To summarise the data: From 2 subjects, 8 response values were
measured at time points T0, T1, T2, T3. At T1, subject 1 underwent
treatment. Subject 1 received no further treatment after T1.

I've reasoned that this is a repeated measures mixed model kind of
design, so I tried to fit a linear model with random effects, using
lme4:

lm1 <- lmer(Response ~ Treatment * Timepoint + (1|Subject),
data=my_data,REML=FALSE)

However, I am not sure if this model is "correct," I have entered time
points as factorial values, but I am ensure if they should instead be
numerical values. They are quite spread. On a side note, if I don't
set REML=FALSE, I get an error "Computed variance-covariance matrix is
not positive definite" when I try to run "summary(lm1)". I'm guessing
this may have something to do with my sample size.

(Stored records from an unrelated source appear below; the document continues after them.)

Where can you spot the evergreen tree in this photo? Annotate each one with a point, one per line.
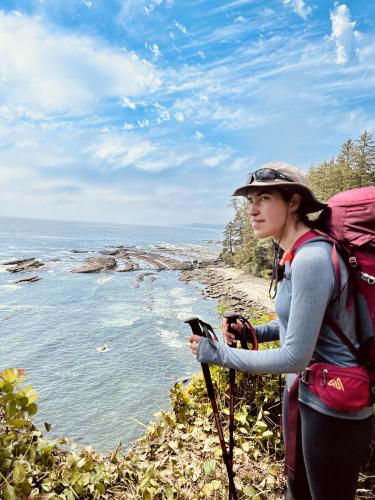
(365, 159)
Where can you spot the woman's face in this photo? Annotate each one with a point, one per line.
(268, 212)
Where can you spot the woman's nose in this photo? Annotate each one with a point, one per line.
(253, 209)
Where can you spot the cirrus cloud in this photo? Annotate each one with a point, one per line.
(48, 72)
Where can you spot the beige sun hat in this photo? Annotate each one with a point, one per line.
(280, 174)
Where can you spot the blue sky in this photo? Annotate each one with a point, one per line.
(152, 112)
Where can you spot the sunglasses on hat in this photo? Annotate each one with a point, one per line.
(266, 175)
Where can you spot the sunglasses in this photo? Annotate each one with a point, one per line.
(267, 174)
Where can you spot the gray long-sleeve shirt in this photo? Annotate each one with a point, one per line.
(307, 290)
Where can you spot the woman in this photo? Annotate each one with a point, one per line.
(331, 444)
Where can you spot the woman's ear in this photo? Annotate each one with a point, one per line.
(295, 202)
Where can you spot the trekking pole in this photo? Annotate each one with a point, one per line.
(232, 317)
(195, 325)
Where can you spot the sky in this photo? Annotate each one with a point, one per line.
(154, 111)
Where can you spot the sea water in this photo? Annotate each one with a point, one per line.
(53, 328)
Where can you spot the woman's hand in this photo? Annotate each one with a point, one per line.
(194, 343)
(229, 337)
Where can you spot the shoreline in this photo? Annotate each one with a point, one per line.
(233, 288)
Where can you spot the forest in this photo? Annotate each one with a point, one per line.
(353, 167)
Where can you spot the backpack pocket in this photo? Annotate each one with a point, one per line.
(342, 388)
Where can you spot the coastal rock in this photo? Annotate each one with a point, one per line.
(97, 265)
(28, 280)
(23, 265)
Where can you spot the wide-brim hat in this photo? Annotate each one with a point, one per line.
(295, 182)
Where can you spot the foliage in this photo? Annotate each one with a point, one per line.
(178, 457)
(353, 167)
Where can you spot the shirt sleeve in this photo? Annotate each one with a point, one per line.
(269, 331)
(313, 284)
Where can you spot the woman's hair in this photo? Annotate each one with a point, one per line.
(287, 195)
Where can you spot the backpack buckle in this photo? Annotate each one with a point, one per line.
(353, 261)
(306, 376)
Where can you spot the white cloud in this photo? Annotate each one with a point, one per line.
(179, 117)
(343, 34)
(127, 103)
(181, 27)
(299, 7)
(48, 72)
(155, 51)
(151, 6)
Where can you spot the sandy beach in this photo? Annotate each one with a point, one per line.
(235, 289)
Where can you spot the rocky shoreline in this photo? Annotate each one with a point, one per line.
(124, 259)
(233, 289)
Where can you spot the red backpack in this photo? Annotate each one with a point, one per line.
(348, 222)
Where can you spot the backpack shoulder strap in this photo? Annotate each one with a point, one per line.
(310, 235)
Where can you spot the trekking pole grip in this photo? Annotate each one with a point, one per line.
(232, 318)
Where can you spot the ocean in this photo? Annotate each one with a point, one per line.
(53, 328)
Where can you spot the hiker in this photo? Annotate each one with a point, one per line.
(331, 444)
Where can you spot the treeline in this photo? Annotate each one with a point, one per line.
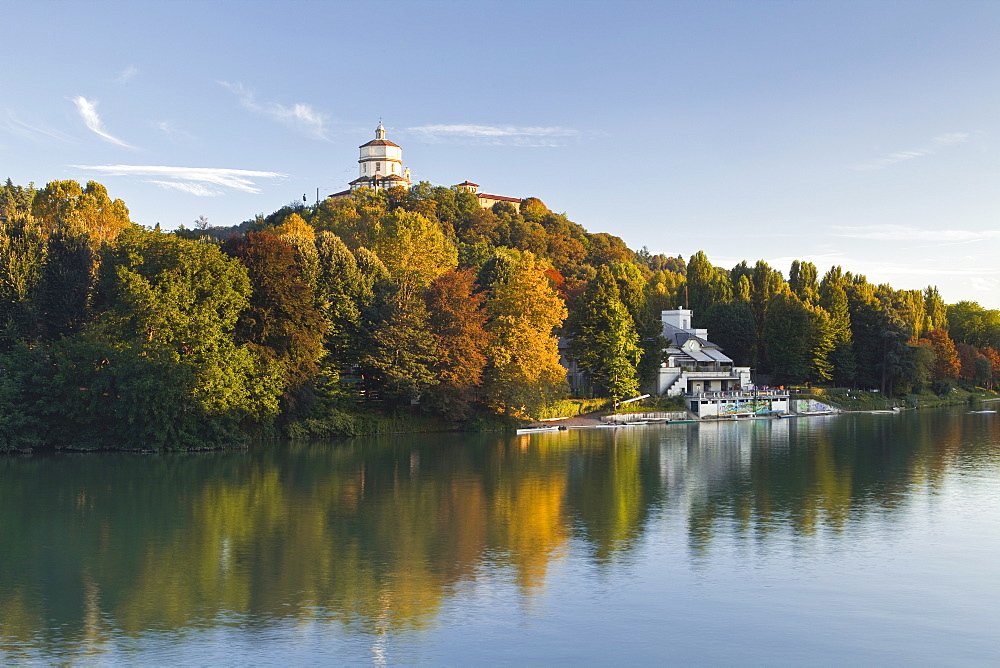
(310, 320)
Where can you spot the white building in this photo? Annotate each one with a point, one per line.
(380, 165)
(697, 369)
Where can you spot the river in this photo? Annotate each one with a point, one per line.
(861, 538)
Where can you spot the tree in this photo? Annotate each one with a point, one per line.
(605, 342)
(786, 335)
(947, 364)
(158, 367)
(802, 281)
(833, 299)
(993, 358)
(523, 371)
(62, 300)
(457, 322)
(765, 284)
(414, 250)
(706, 285)
(65, 207)
(731, 326)
(281, 321)
(398, 351)
(23, 252)
(967, 358)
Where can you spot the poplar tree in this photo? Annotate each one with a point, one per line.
(605, 343)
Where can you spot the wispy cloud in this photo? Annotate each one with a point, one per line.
(200, 181)
(299, 115)
(939, 142)
(127, 75)
(33, 132)
(906, 233)
(496, 134)
(88, 112)
(173, 133)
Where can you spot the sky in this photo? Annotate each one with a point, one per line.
(859, 134)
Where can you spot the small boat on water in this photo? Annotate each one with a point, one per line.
(536, 430)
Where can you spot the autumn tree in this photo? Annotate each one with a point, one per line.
(605, 342)
(281, 321)
(523, 310)
(65, 207)
(456, 320)
(947, 364)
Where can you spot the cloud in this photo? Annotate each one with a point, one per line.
(200, 181)
(941, 141)
(905, 233)
(88, 112)
(22, 129)
(188, 187)
(127, 75)
(173, 133)
(299, 115)
(496, 134)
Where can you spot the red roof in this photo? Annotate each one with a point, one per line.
(499, 197)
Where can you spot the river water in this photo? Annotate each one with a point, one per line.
(864, 538)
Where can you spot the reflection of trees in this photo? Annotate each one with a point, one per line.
(371, 534)
(375, 534)
(803, 475)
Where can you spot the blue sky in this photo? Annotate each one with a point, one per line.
(855, 133)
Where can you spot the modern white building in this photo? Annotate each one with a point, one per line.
(697, 369)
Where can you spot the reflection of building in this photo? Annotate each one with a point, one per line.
(698, 369)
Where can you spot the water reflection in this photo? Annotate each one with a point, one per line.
(376, 535)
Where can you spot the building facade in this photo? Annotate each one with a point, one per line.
(380, 165)
(698, 370)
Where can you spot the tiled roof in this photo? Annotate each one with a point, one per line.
(379, 142)
(499, 197)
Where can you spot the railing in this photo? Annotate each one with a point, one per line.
(738, 394)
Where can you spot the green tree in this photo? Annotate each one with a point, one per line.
(802, 281)
(457, 322)
(523, 371)
(605, 342)
(833, 299)
(787, 333)
(947, 364)
(706, 285)
(65, 207)
(732, 328)
(281, 322)
(414, 250)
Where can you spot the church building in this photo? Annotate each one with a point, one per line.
(381, 166)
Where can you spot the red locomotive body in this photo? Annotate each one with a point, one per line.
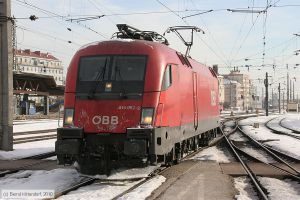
(138, 99)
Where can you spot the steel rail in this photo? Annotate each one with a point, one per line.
(276, 157)
(280, 132)
(295, 131)
(85, 182)
(294, 176)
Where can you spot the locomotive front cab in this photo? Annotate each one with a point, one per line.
(104, 110)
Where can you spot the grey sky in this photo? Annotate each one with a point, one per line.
(231, 39)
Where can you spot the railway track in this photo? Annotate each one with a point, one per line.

I am a bit unsure of how to evaluate the model. The number of data
points is extremely low. My naive approach was to make an alternative
model, which does not include treatment:

lm2 <- lmer(Response ~  Timepoint + (1|subject_id), data=test,REML=FALSE)

And do an ANOVA to see which one fits the data better. This is the output:
anova(lm1,lm2)
        Df     AIC     BIC  logLik deviance  Chisq Chi Df Pr(>Chisq)
lm2  6   87.12   87.60 -37.561    75.12
lm1 10 -453.72 -452.93 236.860  -473.72 548.84      4  < 2.2e-16 ***
and is a reliable model?

What I'm trying to investigate, is:

1. Is there any observable effect after administering the drug (i.e.
is the difference between response values significantly greater than
zero)
2. If there is an effect, what is the effect size at each time point
(i.e. what is the difference between response values)
3. How does the effect vary over time
4. If there is an effect, is the effect observed from the drug at T1
still persistant at T3

Any help on this matter is much appreciated.

Regards,
David
#
You probably need data from a lot more subjects to get good estimates of the
parameters in that model. 


Steven J. Pierce, Ph.D.
Associate Director
Center for Statistical Training & Consulting (CSTAT)
Michigan State University
E-mail: pierces1 at msu.edu
Web: http://www.cstat.msu.edu 

-----Original Message-----
From: David Westergaard [mailto:david at harsk.dk] 
Sent: Sunday, November 24, 2013 2:55 AM
To: r-sig-mixed-models at r-project.org
Subject: [R-sig-ME] Fitting linear mixed model to longitudinal data with
very few data points

Hello everyone,

First off, I've posted a similar question to StackExchange
(http://stats.stackexchange.com/questions/76980/analysis-of-longitudinal-dat
a-with-very-few-points),
but I received no answers.

To summarise the data: From 2 subjects, 8 response values were
measured at time points T0, T1, T2, T3. At T1, subject 1 underwent
treatment. Subject 1 received no further treatment after T1.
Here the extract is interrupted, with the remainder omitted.